Murphy v. Hunt , 455 U.S. 478, 483–34, 102 S.Ct. 1181, 71 L.Ed.2d 353 (1982).

Federal law does not provide any order of battle in this setting. It simply “does not dictate a sequencing of jurisdictional issues.” Ruhrgas AG v. Marathon Oil Co. , 526 U.S. 574, 584, 119 S.Ct. 1563, 143 L.Ed.2d 760 (1999)

. All that matters is that courts must decide jurisdictional issues before merits issues. Deciding one jurisdictional issue before another “makes no assumption of law-declaring power.” Ruhrgas , 526 U.S. at 584, 119 S.Ct. 1563 (quotation omitted). That gives us discretion to address jurisdictional issues “in any sequence we wish,” Warshak v. United States , 532 F.3d 521, 525 (6th Cir. 2008) (en banc), including by resolving the “eas[y] rather than the more “difficult” jurisdictional issue. Ruhrgas , 526 U.S. at 586, 119 S.Ct. 1563 ; see

Arizonans for Official English v. Arizona , 520 U.S. 43, 66–67, 117 S.Ct. 1055, 137 L.Ed.2d 170 (1997) (same).

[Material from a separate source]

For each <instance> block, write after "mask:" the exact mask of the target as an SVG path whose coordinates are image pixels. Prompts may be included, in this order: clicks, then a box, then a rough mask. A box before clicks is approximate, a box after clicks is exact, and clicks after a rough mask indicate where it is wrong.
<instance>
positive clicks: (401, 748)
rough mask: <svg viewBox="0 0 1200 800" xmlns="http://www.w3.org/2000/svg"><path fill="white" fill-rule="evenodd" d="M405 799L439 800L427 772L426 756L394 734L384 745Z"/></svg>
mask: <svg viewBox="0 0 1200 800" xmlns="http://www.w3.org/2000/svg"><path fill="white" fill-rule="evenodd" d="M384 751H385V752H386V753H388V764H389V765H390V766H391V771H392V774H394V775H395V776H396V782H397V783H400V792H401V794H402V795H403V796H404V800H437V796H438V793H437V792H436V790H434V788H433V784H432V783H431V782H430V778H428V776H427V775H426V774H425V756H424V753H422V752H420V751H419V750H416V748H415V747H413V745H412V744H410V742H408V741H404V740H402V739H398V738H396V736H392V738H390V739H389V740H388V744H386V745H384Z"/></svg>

The standing issue in our estimation is the easier of the two issues to resolve. “Federal courts,” it bears repeating, “are courts of limited jurisdiction.” Kokkonen v. Guardian Life Ins. Co. of Am. , 511 U.S. 375, 377, 114 S.Ct. 1673, 128 L.Ed.2d 391 (1994)

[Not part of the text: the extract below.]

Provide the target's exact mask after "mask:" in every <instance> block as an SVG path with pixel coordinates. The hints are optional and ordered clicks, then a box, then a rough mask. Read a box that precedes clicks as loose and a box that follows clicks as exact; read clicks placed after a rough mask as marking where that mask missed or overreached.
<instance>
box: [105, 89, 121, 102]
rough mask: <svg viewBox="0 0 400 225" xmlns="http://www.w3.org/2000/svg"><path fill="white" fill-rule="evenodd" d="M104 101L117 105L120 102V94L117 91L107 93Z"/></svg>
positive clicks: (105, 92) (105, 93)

. Before they may act, they must ensure their power to act.

One elemental precondition for acting is a “case[ ] or “controvers [y],” U.S. Const. art. III, § 2. And one elemental precondition for meeting the case-or-controversy requirement is a claimant with standing. See Lujan v. Defs. of Wildlife , 504 U.S. 555, 560–61, 112 S.Ct. 2130, 119 L.Ed.2d 351 (1992)

. There is no plaintiff with standing if there is no plaintiff. Until someone comes forward as a plaintiff by name or as a John Doe plaintiff (with an adequate description of his circumstances to ensure he has a concrete interest in a live dispute), there is no plaintiff with standing. See Preiser v. Newkirk , 422 U.S. 395, 401, 95 S.Ct. 2330, 45 L.Ed.2d 272 (1975)

. To permit plaintiff-less complaints is to permit the federal courts to issue advisory opinions and non-advisory orders in all manner of circumstances prompted by all manner of anonymous phone callers. A system that permits relief to be granted in connection with a plaintiff-less complaint is as close as we will ever come to permitting “ghosts that slay.” Felix Frankfurter, A Note on Advisory Opinions , 37 Harv. L. Rev. 1002, 1008 (1924).

Nor is it enough just to have an identified individual claimant. A complaint must link the claimant to the entities or individuals being asked to do something. In this instance, that meant the district court at a minimum needed four plaintiffs, one registered to vote in each of the four covered counties but who had not yet voted. Otherwise, there was no concrete and redressable injury, no case or controversy, and no authority to order the relevant election board to do anything. See Lujan , 504 U.S. at 560–61, 112 S.Ct. 2130

.

Plaintiff-less complaints are no less problematic when the court denies relief on the merits. How will the court inform an anonymous plaintiff of the order? How will the caller know whether or when to appeal? One question leads to another. And the answers to all of them counsel in favor of standing by the Article III requirements that establish when federal courts have power to act and when they don't.